BROWN, Alex C., Dept. of Civil, Geological and Mining Eng, École Polytechnique de Montréal, P.O. Box 6079, Sta. Centre-Ville, Montreal, QC H3C 3A7, Canada, acbrown@polymtl.ca

The Keweenaw Peninsula of northern Michigan is well known for sediment-hosted stratiform copper mineralization hosted mainly by basal sulfide-rich siltstone-shale units of the Nonesuch Formation in the White Pine district, and for native copper lodes hosted mainly by flow-top breccias and amygdaloidal portions of flood basalts and interbedded conglomerates of the stratigraphically lower Portage Lake Volcanics (PLV) some 100 kms to the northeast. The native copper mineralization is generally attributed to a metamorphogenic fluid generated during down-dip burial metamorphism of its host strata. A complementary influx of water, similar to water responsible for the White Pine mineralization, would provide the salinity and appropriately oxidizing Eh-pH conditions necessary for copper transport in the native copper lode-forming fluid.
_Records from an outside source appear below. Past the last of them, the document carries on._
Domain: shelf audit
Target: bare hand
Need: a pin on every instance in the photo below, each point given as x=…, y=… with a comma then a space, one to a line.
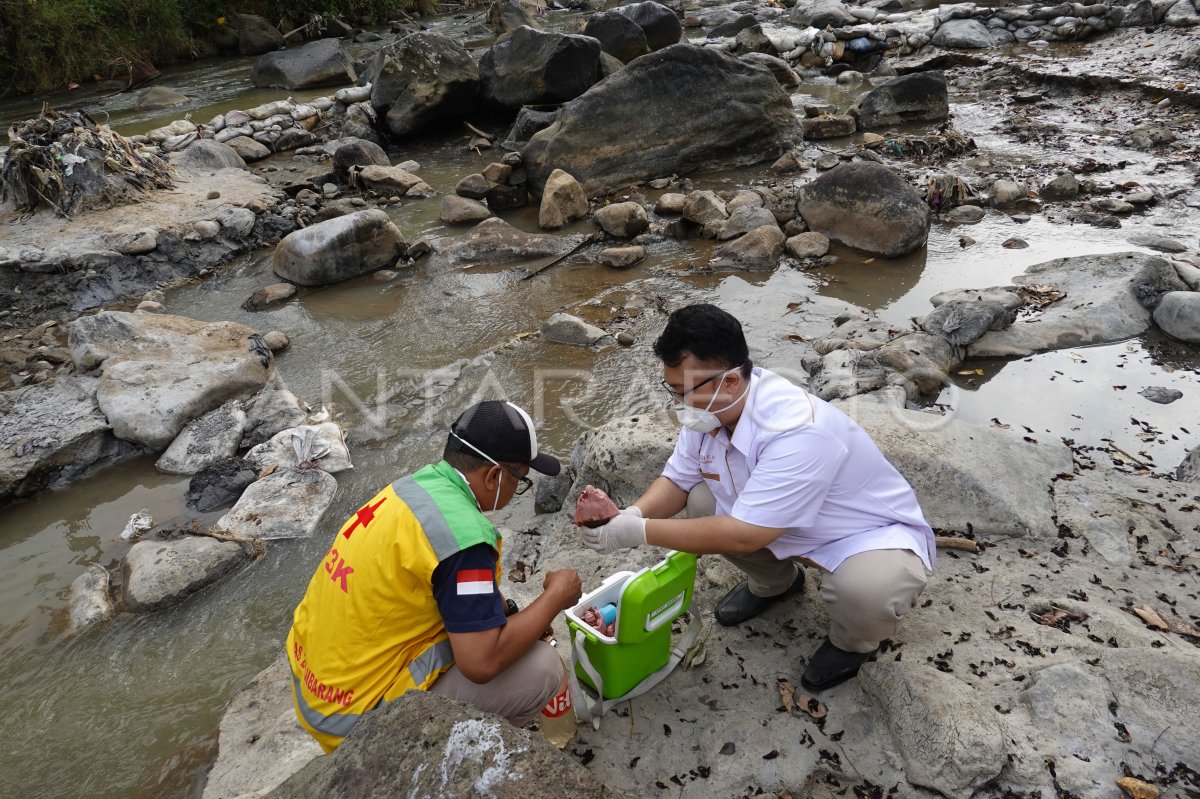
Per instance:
x=565, y=584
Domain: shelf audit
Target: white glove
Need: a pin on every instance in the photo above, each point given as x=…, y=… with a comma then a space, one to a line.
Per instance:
x=621, y=532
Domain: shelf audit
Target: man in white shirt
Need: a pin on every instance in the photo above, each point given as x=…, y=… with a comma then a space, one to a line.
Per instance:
x=774, y=478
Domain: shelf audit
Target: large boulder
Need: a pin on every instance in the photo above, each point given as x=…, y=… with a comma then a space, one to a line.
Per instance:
x=426, y=745
x=1179, y=316
x=822, y=13
x=865, y=205
x=660, y=24
x=317, y=64
x=256, y=35
x=963, y=34
x=533, y=67
x=208, y=155
x=918, y=97
x=618, y=35
x=162, y=572
x=657, y=116
x=339, y=248
x=967, y=476
x=421, y=78
x=1108, y=298
x=52, y=434
x=157, y=372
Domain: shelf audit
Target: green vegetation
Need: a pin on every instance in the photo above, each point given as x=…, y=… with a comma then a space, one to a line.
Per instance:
x=51, y=43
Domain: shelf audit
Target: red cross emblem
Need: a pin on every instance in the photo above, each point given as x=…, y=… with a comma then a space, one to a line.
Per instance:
x=364, y=516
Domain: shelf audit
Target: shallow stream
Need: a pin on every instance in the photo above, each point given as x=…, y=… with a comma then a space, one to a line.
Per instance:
x=131, y=708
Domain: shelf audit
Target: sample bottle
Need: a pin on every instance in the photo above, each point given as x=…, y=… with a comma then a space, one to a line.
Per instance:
x=558, y=720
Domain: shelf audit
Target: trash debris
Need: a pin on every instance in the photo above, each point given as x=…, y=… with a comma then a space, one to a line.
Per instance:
x=70, y=163
x=138, y=523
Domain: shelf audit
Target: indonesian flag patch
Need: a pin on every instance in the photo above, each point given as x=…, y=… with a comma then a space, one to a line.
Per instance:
x=475, y=581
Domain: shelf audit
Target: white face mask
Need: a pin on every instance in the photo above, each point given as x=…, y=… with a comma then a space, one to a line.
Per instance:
x=705, y=420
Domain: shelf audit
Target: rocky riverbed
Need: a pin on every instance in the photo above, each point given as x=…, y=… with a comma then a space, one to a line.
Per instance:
x=1032, y=167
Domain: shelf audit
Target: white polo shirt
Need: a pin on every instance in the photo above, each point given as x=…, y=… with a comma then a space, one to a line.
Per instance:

The timing of the native copper mineralization may be tied to the Grenvillian compressional event which closed the Midcontinental Rift, produced reverse thrust movement on the Keweenaw rift-margin fault, and tilted Keweenaw strata toward the rift axis. The PLV would have been subjected to increased burial metamorphism and metamorphogenic water should have been remobilized toward surface along porous flow tops and coarse-grained sediments. In parallel, a highland-driven evolved-meteoric brine could continue to circulate and redden deep Oronto Group sediments as well as still deeper, permeable amygdaloidal and fragmented flow tops and interbedded conglomerates of the PLV. The brine, warmed with mantle heat, would have aggressively leached copper from all strata encountered, including those portions of the PLV releasing metamorphogenic water. As hematitization continued, the combined evolved-meteoric/metamorphogenic fluid would have become still more depleted in oxygen and would have evolved toward the highly reduced conditions typical of deep groundwater. Under such conditions, metallic copper is stable and hematite unstable, and the cupriferous hybrid fluid should then have simultaneously bleached (de-hematitized) the host rock and deposited native copper, aided by cooler up-dip temperatures and retrograde dehydration of the ore-forming fluid.